Andrew: So again, the example I used when I was on stage a few years ago was, if Macy’s shows me ads for cooking items, I’m probably not going to be that excited about it. But if they say, “Hey, if you let us track your data, every time you go into a store, I’m going to give you 15 to 20% off your sneaker purchase.” That’s a pretty worthwhile value proposition.
Louis: Andrew says yes.
Andrew: Right. We have all this data on people. Why not find a way to combine that customer profile with also a value prop for them to, in exchange, give you the data. I think that you’ve had GDPR around for a while. Mobile advertising still exists, even though it was supposed to be the death knell, still exists in Europe. It’s the same things rolling out now in the US, it’s still going to exist. I think the simple fact of the matter is, advertising is not going anywhere. So there will be ways to work around it. It’s, what do you have available? Maybe you need to do more extrapolation; maybe you only have 10% of the available profiles, so you need to do some extrapolation around that to create better audiences for yourself to target. But I don’t see it just shutting down everything that’s going on. People are just going to have to get more creative.

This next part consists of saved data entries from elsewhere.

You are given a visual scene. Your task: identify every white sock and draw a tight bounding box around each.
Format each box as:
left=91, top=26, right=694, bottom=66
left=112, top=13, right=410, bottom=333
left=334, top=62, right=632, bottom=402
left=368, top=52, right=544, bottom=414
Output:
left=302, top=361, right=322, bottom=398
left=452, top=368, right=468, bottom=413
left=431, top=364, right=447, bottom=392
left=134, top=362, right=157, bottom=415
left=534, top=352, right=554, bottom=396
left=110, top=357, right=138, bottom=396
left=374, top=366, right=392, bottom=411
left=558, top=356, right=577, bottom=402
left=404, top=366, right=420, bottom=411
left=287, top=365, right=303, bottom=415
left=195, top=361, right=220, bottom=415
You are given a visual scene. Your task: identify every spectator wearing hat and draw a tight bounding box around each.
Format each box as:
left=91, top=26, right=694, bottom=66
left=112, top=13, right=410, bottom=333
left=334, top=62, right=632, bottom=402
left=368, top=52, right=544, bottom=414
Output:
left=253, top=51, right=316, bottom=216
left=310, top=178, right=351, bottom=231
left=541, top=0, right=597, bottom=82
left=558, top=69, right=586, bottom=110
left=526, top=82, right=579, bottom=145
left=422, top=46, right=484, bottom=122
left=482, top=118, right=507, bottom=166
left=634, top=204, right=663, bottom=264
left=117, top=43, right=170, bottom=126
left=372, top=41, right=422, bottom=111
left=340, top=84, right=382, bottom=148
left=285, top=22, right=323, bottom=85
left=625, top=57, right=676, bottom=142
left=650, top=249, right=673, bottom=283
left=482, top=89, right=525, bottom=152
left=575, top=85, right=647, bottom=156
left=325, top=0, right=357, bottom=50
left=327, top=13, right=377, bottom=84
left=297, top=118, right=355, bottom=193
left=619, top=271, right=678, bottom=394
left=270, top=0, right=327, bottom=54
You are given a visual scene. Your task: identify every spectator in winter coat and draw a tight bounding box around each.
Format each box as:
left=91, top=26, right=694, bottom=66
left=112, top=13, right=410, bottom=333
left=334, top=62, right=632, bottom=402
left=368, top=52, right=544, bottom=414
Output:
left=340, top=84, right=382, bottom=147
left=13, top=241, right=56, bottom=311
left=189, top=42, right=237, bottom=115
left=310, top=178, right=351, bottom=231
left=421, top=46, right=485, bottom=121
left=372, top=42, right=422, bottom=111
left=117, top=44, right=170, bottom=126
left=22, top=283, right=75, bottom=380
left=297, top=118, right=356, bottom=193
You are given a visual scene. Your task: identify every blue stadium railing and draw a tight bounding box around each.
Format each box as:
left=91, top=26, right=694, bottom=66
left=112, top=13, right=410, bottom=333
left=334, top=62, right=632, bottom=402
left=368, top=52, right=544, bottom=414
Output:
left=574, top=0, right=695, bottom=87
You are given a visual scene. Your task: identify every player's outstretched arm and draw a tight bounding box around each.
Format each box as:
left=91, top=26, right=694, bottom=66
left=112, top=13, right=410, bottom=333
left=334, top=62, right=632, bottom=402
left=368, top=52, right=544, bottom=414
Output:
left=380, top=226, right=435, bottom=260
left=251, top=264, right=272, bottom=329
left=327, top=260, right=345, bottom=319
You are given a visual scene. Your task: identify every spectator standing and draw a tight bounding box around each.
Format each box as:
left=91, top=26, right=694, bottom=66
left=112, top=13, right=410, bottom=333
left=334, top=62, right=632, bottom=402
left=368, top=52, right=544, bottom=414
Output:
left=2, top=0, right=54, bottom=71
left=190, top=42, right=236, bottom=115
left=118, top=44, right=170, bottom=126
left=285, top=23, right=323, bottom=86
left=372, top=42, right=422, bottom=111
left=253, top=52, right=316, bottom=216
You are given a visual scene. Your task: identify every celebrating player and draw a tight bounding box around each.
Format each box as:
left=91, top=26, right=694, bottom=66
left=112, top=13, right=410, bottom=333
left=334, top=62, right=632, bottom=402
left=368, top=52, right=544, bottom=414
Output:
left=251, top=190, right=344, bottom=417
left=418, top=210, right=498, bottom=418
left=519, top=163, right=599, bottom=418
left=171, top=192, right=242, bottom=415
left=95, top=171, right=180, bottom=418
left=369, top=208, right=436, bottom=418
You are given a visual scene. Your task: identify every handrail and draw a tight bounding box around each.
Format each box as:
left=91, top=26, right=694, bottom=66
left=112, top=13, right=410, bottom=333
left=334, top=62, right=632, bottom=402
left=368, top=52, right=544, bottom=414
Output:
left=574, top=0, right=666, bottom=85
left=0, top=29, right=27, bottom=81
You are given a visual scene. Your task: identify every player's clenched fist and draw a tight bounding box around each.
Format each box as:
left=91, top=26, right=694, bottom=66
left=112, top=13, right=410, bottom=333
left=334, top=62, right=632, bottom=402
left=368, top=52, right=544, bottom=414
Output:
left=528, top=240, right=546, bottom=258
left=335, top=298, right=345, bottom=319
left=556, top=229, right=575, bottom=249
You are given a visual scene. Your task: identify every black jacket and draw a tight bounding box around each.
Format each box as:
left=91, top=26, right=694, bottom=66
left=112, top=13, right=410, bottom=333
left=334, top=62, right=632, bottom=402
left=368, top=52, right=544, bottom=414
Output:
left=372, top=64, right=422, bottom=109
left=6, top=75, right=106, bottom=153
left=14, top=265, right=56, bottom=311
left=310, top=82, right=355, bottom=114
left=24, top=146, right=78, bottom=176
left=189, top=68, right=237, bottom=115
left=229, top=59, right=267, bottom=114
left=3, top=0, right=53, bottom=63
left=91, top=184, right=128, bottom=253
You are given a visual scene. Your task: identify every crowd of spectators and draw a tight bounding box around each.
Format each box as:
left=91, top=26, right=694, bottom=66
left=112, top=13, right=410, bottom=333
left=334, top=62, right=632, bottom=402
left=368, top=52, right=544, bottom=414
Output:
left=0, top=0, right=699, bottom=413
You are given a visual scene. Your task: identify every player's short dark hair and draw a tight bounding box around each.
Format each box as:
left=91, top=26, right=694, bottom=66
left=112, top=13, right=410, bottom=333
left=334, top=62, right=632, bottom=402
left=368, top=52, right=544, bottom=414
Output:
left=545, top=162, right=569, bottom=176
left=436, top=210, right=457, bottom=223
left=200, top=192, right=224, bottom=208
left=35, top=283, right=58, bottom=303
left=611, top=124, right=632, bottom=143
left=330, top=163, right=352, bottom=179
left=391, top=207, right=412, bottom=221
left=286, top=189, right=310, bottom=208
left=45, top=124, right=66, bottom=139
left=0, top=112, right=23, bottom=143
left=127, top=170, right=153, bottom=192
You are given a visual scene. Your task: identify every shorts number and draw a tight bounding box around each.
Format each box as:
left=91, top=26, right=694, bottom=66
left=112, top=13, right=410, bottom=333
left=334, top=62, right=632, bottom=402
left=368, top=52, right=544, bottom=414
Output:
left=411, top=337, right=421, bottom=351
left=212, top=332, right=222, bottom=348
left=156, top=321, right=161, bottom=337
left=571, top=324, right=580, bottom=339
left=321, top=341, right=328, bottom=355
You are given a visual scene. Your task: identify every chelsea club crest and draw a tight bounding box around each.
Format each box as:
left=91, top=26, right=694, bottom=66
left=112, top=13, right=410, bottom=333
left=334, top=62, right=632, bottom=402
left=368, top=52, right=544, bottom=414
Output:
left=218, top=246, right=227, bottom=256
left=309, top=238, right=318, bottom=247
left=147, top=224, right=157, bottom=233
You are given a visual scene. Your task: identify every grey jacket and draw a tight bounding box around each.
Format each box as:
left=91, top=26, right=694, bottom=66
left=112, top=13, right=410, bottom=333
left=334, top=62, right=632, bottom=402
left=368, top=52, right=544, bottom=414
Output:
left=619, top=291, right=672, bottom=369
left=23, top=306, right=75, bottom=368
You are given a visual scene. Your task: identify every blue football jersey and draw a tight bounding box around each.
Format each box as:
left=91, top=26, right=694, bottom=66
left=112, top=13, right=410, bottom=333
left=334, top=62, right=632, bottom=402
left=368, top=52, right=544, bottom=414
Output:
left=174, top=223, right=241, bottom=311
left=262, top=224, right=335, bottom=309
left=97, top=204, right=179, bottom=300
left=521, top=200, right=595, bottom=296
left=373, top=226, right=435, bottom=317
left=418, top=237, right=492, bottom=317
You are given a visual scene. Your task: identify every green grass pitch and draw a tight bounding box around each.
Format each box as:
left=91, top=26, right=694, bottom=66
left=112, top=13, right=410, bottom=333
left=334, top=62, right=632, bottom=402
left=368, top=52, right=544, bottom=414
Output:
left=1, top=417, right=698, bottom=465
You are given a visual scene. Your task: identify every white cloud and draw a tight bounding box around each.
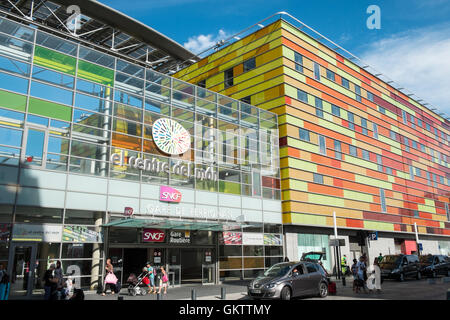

Louis: So, Andrew, thank you very much for taking the time to be here with us on, The Appy Hour. But since it is The Appy Hour, let’s just ask you one final question. What, at the end of the day, is your go-to drink?
Andrew: That depends very much on a day. If it’s a very positive day, then I’m going to go Paloma. I’m a huge Paloma fan. It’s a nice tequila, good grapefruit, hopefully fresh grapefruit, some sparkling water, lime. And if you can, salt the rim, but at least throw a dash of salt in there because salt in the grapefruit. Yes. I’ll pay that up. It really brings out the flavor of the grapefruit, with the salt. So that’s on a really good day. On the little tougher days, it’ll be a nice Anejo tequila on the rocks, all by itself, slow sipper, and just enjoy the flavors.
Louis: All right. If you see Andrew with a drink in his hand, you know what kind of day he’s having.
Andrew: If it’s colorful, come to say, “Hey.” If it’s not…
Kali: Salt or no salt. You’ll just know.
Louis: All right, Andrew, thank you very much. And where can people get in touch with you if they want to learn more about your sneaker collection?
Andrew: You want to learn more about sneakers or anything about me, just go to my LinkedIn.
Louis: Thank you very much.
Andrew: Thank you for having me, guys.